Nach der Stadtbesichtigung, am späteren Nachmittag, wir wollen nach der Nachtfahrt eigentlich schon ins Bett, kommt ein Dinghi vorbei. Maurizio bietet uns einen günstigen Marinaplatz an. Für diese Nacht lehnen wir ab. Aber für den nächsten Tag reservieren wir, erwarten wir doch unvorteilhafte Winde in den nächsten Tagen.

Die Marina ist klein aber fein, saubere Sanitäranlagen, wirklich heißes (!) Wasser in der Dusche, sehr ruhig und das Personal ist äußerst freundlich und hilfsbereit. Außerdem lernen wir Ute und Matthias kennen, 2 Schweizer, die mit einer wunderschönen Moody 54 unterwegs sind.

Gemeinsam erkunden wir Erice, ein mittelalterliches Städtchen auf einem Hügel oberhalb von Trapani. Mit der Gondelbahn geht es wie beim Skifahren hinauf. Hier ist es wirklich nett, uralte Häuschen schmiegen sich in engen Gassen aneinander, alles umrahmt von einer fetten Stadtmauer. Wir genießen den Ausblick von hier oben und den Sonnenuntergang. Dann werden hier die Gehsteige hochgeklappt und das Städtchen ist gänzlich ausgestorben.

Retour an Bord genießen wir noch einen gemütlichen Abend. Am nächsten Morgen fahren Ute und Matthias Richtung Palermo, wir wollen weiter auf die Egadischen Inseln.

Von den Egadischen Inseln Favignana, Marettimo und Levanzo können wir nur die kleinste, Levanzo (ca 5km²), richtig erkunden, bei den anderen können bzw. wollen wir bei den gegebenen Windverhältnissen nicht ankern. Ist aber nicht weiter schlimm, denn auf Levanzo wartet ein besonderes Schmankerl auf uns, die Grotta Genovese, eine Höhle mit prähistorischen Malereien.

Wir vereinbaren einen Besichtigungstermin. Statt mit dem Landrover über staubige Straßen zur Grotte zu fahren, wollen wir den Wanderweg entlang der Küstenlinie wählen, eine wahrlich gute Entscheidung.

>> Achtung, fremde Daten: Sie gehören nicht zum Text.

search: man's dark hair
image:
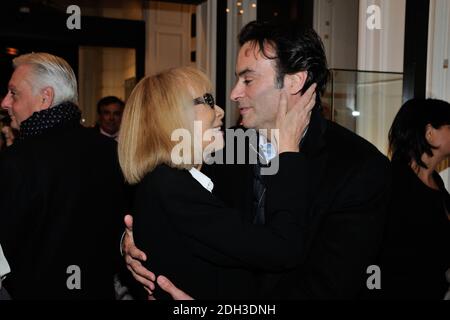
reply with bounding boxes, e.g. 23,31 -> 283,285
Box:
97,96 -> 125,114
239,21 -> 329,94
389,98 -> 450,168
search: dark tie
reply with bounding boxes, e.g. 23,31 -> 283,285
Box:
253,163 -> 266,224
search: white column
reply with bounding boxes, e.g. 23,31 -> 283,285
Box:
356,0 -> 406,153
225,0 -> 258,128
426,0 -> 450,190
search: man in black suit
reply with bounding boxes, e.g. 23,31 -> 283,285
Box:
96,96 -> 125,141
0,53 -> 124,299
124,22 -> 390,299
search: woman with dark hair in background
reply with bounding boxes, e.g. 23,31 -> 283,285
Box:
378,99 -> 450,299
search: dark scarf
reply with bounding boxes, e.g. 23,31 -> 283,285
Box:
19,102 -> 81,140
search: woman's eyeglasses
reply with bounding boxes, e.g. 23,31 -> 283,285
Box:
194,93 -> 216,109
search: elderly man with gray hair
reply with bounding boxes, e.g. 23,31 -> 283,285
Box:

Der Weg führt durch die blühende und herrlich duftende Macchie, vorbei an einer Mövenkolonie mit etlichen vollflauschigen Jungtieren und malerischen Stränden, immer ein herrlicher Ausblick über das Meer. Die Sonne scheint, es ist aber noch nicht heiß, das haben wir wirklich optimal erwischt.

Vor der Höhle wartet schon unser Guide. Mit Helmen ausgestattet kriechen wir geduckt durch einen engen Gang, der sich nach wenigen Metern zu einem großen Gewölbe weitet. Wir erfahren, dass die Höhle mehrere tausend Jahre für kultische Zwecke verwendet wurde, In einer älteren Phase, vor ca 12-14.000 Jahren wurden Tierbildnisse in den Stein geritzt. Später, vor ca 8-10.000 Jahren wurde mit einem Gemisch von Holzkohle und Tierfett gemalt. Die eingeritzten Bildnisse stellen große Landsäugetiere dar, wie z.B. Esel, Ziegen und Büffel bzw ursprüngliche Rinder, die in ihrer Darstellung sehr den Rindern Picassos ähneln. Die jüngeren gemalten Bilder zeigen Frauen, Männer und Meereslebewesen wie Thunfische, Delfine und Muscheln. Man geht davon aus, dass die Inseln früher keine Inseln , sondern über trockenes Land mit Sizilien verbunden waren. Später stieg der Meeresspiegel, bzw. sank die tektonische Platte ab, die Inseln entstanden, die großen Säugetiere verschwanden und Meerestiere gewannen für den prähistorischen Menschen an Bedeutung.

Diese Höhlenmalereien sind bis jetzt die ältesten Artefakte, das wir jemals gesehen haben.

Eine Schlechtwetterfront naht, wir segeln retour nach Trapani, checken bei Maurizio erneut ein und warten auf ein günstiges Wetterfenster für den Sprung über Sardinien zu den Balearen.